Committee Chairman Jason Smith (R-Mo.) and eight of his colleagues came to the fairgrounds to learn firsthand from Iowa farmers, local business owners, and others how lower corporate taxes have helped the local communities across the state.
Karen Dewalt, a company vice president of Home Depot, which has ten stores in the state and 80 small business suppliers in Iowa and Missouri, said the lower rate enabled them to “aggressively invest back into our business and our people,” across the country, increasing wages by billions of dollars for more than 400,000 employees, establishing over 100 new warehouses, and opening 80 new stores.

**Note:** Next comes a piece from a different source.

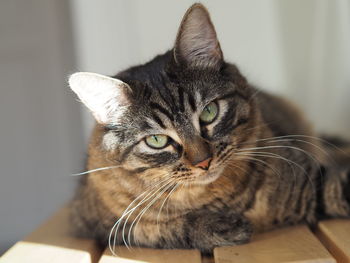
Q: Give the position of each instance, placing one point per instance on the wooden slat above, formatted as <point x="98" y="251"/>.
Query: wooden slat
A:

The lower rate is supporting thousands of small business suppliers to their stores and customers, stimulating local economies and communities.
Steve Sukup, the head of a family-owned and operated manufacturer in Iowa, testified that the lower corporate rate was “a shot in the arm to the manufacturing sector.” The 21% rate allowed him to “grow our workforce by a third,” bringing in 200 additional employees. The lower rate resulted in an increase in manufacturing investment in the state and a stronger economy.
Testimony submitted by Corey Jorgensen, CEO of Shell Rock Soy Processing, described how the lower corporate rate encouraged investment in his company’s new soybean crush plant, which has been a boon to the farmers, truckers, suppliers, customers, and local communities in the state.
The new plant operates 24 hours a day, seven days a week processing soybeans from “hundreds of farms” in northeast Iowa, aiding workers, local businesses, and families in the rural communities. The plant received a strategic investment from Phillips 66, a leading independent U.S.-based refiner, which also committed more than one billion dollars into a West Coast renewable fuels project.
This hearing provided real world examples of how the lower corporate tax rate is helping working families, farmers, and small businesses in local communities in Iowa. The higher corporate tax rate that Vice President Harris and other Washington Democrats are pushing would reverse these gains and hurt working families and job creators across the country.